2021年度より報告セグメントを「百貨店事業」「SC(ショッピングセンター)事業」「デベロッパー事業」「決済・金融事業」の4つとします。
1.経営数値目標
本中期経営計画より、資本収益性を管理する指標として新たにROIC(投下資本利益率)を採用いたします。
2023年度に連結営業利益403億円、ROE(親会社所有者帰属持分当期利益率)7%、ROIC5%、また、サステナビリティの目標として、温室効果ガス排出量40%削減、女性管理職比率26%達成を目指してまいります。
※2017年度比 Scope1(事業者自らによる温室効果ガスの直接排出),Scope2(他社から供給された電気、熱・蒸気の使用に伴う間接排出)、2020年度実績は算定中
2.財務政策
3年間で1,900億円以上の営業キャッシュ・フロー(使用権資産に係る減価償却費を含む)を創出し、うち900億円を成長投資と設備投資に充当いたします。
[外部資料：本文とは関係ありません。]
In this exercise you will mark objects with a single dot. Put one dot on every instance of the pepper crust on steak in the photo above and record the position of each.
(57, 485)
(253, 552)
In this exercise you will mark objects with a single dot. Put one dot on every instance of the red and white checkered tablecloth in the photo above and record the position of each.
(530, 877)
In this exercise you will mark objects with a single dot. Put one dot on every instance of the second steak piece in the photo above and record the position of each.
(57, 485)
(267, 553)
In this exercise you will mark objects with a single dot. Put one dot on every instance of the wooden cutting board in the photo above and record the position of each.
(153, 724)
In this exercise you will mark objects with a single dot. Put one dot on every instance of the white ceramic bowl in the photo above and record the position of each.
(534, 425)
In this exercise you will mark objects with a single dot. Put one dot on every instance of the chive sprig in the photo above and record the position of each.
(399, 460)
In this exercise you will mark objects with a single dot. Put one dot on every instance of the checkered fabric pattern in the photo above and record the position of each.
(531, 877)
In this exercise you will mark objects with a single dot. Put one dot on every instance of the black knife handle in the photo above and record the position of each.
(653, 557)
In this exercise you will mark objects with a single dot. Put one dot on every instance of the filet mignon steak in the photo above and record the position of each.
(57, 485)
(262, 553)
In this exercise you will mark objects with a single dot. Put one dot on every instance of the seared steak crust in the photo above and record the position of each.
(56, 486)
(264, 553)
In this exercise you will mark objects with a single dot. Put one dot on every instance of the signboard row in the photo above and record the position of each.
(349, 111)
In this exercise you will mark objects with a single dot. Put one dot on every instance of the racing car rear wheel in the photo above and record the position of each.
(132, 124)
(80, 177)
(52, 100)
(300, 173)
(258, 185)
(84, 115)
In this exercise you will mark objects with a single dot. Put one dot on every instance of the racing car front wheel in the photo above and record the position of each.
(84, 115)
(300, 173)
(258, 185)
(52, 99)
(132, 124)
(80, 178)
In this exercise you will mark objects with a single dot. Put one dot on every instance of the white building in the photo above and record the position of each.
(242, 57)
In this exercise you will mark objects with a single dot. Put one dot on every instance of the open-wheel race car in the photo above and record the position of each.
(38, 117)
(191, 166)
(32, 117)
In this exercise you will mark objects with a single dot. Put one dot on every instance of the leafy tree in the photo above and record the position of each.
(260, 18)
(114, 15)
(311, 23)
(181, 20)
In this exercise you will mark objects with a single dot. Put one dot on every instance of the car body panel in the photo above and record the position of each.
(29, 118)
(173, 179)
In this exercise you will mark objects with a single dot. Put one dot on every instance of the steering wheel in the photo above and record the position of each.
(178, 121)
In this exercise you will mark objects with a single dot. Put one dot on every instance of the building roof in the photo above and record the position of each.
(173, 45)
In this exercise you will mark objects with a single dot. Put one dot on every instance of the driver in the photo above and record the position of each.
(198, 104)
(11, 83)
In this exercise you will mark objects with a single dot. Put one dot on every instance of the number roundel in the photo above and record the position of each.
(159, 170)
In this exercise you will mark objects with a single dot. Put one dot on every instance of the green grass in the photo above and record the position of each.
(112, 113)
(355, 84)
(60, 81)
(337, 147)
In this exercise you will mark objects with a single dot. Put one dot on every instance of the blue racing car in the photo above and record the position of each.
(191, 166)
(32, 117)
投資は2023年度までに利益貢献する案件及び「デベロッパー戦略」に優先的に充当いたします。
有利子負債残高(除くリース負債)は2023年度末に2,600億円に圧縮いたします。
連結配当性向30%以上を目途に株主還元を実施し、自己株式取得も適宜検討してまいります。
(3) 優先的に対処すべき事業上及び財務上の課題
1.中期経営計画の策定について
当社グループは、2017年度からの前中期経営計画を事業ポートフォリオ変革に向けた構造変革期と位置づけ、グループビジョン“くらしの「あたらしい幸せ」を発明する。”のもと、事業領域の拡大や既存事業におけるビジネスモデルの転換、ESG経営などを着実に推進してまいりました。また、パルコの完全子会社化及び不動産事業の集約により、抜本的かつ機動的なポートフォリオ変革にグループ一体で取り組む体制を構築いたしました。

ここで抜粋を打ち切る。